In the past year, I've become acquainted with the Sharpie ultra fine point and fine point permanent pens, and am really enjoying them for certain phases of designing - drawing, not coloring in spaces, as they don't look quite right for it, resembling crude crayon drawings. (I tried it) This has solved a lot of problems for me when putting a design onto canvas either for myself or for wholesale distribution.
Black ink tends to show through the paint, giving the area an unattractive outline, so I usually save the almost worn out ones for making lighter outlines. For something like the Talavera pieces, which have navy outlines around the pattern elements, it doesn't matter, as the paint covers well.
This is a new design, one of four small, ornament size crosses I've put onto canvas this week - and the colored pens have solved several of these problems.
The little ceramic cross, from which I adapted this one, has light green lines just inside the dark lines - so I used the Sharpie drawing pen to draw it in so I wouldn't inadvertantly cover this area with paint when filling in the darker color - then I went back and with paint and a brush and painted over the green line so it would be the correct color. Unfortunately, the color range is very limited in these colored pens - only 24 to 26 colors, and custom mixes aren't possible.
The arrow pointing to the little square at the bottom is only to show where I centered the diaper pattern.
There is a light blue outline around some of the pattern - the red flower at the top - but unfortunately, the DecoColor pens I have recently come to really enjoy, don't come in the right color - This is unfortunate about these wonderful paint pens, as it really would save a lot of time in outlining, etc. Sooooo I had to do as always, and use a brush and paint for the outline.

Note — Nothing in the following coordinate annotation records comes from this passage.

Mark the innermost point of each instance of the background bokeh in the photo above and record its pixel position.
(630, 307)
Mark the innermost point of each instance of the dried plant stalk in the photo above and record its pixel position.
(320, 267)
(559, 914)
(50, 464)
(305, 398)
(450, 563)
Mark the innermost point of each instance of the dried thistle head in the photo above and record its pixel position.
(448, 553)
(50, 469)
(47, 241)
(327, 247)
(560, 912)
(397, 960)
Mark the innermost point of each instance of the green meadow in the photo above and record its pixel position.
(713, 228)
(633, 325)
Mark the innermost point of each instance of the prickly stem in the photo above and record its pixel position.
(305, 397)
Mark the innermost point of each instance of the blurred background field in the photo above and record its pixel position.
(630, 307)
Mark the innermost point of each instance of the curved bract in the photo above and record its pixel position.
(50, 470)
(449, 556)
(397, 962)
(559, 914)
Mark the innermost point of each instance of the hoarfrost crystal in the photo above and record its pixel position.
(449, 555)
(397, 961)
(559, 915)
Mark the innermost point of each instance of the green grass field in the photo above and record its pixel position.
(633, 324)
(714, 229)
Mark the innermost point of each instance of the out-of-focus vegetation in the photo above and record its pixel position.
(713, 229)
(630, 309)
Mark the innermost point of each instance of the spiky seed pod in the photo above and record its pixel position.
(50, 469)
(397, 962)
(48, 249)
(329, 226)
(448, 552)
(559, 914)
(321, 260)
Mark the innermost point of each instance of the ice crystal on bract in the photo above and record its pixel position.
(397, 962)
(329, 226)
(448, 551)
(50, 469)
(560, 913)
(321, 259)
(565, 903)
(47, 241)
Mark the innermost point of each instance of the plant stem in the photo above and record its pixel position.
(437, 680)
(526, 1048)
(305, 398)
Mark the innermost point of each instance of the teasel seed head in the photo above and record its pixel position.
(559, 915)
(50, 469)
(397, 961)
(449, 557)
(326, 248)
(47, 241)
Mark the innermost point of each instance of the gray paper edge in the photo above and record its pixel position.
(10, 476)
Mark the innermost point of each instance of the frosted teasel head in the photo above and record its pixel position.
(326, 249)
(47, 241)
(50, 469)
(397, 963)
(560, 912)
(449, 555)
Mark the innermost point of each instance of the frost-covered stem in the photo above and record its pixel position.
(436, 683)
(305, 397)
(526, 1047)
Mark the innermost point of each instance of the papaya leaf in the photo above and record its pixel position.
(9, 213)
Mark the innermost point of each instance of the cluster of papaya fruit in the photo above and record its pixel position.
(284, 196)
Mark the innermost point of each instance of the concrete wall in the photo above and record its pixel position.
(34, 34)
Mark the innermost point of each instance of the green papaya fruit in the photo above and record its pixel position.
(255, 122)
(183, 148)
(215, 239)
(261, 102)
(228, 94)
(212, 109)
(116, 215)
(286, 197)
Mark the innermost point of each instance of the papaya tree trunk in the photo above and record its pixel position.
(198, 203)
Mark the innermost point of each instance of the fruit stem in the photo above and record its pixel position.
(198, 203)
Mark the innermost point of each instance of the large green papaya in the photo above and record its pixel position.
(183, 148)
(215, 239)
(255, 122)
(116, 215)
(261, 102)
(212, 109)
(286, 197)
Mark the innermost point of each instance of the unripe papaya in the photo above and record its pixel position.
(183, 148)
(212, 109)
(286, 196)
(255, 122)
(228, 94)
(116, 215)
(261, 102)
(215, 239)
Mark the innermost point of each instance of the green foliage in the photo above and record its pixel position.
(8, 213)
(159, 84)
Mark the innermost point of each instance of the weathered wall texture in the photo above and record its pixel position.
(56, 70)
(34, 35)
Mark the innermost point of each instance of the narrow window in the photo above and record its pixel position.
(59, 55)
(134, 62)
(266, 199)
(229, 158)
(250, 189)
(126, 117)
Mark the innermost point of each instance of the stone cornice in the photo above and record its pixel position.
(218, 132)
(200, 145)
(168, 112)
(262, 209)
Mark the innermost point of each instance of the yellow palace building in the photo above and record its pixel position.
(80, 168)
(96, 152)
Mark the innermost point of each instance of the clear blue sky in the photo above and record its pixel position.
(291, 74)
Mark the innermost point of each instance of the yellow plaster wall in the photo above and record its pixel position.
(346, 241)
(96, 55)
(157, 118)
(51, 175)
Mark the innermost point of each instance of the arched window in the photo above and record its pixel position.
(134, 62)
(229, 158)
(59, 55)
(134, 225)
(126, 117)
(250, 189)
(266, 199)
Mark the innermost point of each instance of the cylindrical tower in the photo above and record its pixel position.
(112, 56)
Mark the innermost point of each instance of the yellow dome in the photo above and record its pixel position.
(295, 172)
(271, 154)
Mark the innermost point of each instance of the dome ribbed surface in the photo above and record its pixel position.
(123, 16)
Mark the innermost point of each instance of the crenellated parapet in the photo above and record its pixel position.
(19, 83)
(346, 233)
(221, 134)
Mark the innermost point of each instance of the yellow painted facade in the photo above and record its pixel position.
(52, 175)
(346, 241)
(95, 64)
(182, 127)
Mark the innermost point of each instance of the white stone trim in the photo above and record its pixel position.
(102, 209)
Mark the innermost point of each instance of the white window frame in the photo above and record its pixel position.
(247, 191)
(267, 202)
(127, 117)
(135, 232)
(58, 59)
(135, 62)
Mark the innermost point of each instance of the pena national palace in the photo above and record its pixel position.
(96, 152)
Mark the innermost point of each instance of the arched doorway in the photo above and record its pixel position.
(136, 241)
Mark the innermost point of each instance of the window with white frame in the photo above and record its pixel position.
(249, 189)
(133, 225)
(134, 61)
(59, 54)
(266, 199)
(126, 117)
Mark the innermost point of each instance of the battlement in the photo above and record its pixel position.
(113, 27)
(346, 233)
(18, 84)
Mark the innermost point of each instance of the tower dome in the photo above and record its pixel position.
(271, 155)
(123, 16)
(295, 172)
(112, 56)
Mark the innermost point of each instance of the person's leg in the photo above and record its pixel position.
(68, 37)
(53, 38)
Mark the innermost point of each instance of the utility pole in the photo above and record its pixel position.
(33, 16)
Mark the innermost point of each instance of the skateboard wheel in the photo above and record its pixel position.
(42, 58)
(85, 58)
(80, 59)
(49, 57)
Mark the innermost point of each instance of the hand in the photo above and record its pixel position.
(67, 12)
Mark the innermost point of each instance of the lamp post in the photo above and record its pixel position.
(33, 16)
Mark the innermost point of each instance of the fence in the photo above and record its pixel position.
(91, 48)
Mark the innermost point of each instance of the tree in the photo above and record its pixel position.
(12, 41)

I painted this Zebra skin mini-stocking today, and it was a big relief to just get out a green DecoColor pen to mark the dots as a guide for the "lace trim" I use here. Before paint pens, I had to, again, use a bottle of paint and a brush - This was much faster, and looks fine. I used the DecoColor fine point for this one, rather than ultra fine.
A word about these pens - I usually try out everything myself to make SURE it is totally safe on needlepoint canvas, but a good friend whose work I admire greatly, told me about them. She has marketed nationally for a number of years, so I trust her judgment. She uses them to actually paint some of her very simple (but wonderful and effective) small canvases, as they cover beautifully, whereas the Sharpie pens don't. I can't use them a lot, as most of my colors have to be mixed. Pity. However, they do solve a lot of problems for me.
There are different pens for different phases of putting a design onto canvas or marking - so it isn't just a matter of choosing an array of pens. One must be sure of what they'll be used for, as they perform differently. An example is here - another of my new designs. I decided to stitch this one, but rarely bother to take the time to paint it for myself. Besides, I enjoy watching it come to life on a white canvas with colored threads.
On this one, I intend to use the Kreinik #032 braid, which is a white metallic, and was afraid the black ink might show through - so I used a light blue Sharpie ultra fine point pen to draw this fretwork. Also, it saves the confusion of the line being up against the line of the leaf.
On the painted version, it was just soooo easy to paint the area in solid blue (with brush and paint) and then draw the fretwork on with the WHITE DecoColor pen. (fine point) This works better and faster for this process than paint and brush! Previously, I would have painted the area blue, then drawn the fretwork with the black pen, and painted over it with brush and white paint. An improvement!!!!
Also I was thrilled to find this pen, as it's the only one I've tried that really works well on black canvas for drawing (I use ultra fine for drawing) There is one I tried first that wants to "puddle" now and then - that is, paint dribbles down the point and makes a blob on the canvas. Aggravating!
Incidentally, these pens are also dry-clean proof, which is a consideration especially for larger pieces. Just being waterproof for wet blocking isn't enough. If the ink isn't permanent against dry cleaning fluid, the lines can lift to the top of the work and totally ruin it - I've seen this happen several times, and it's a tragedy.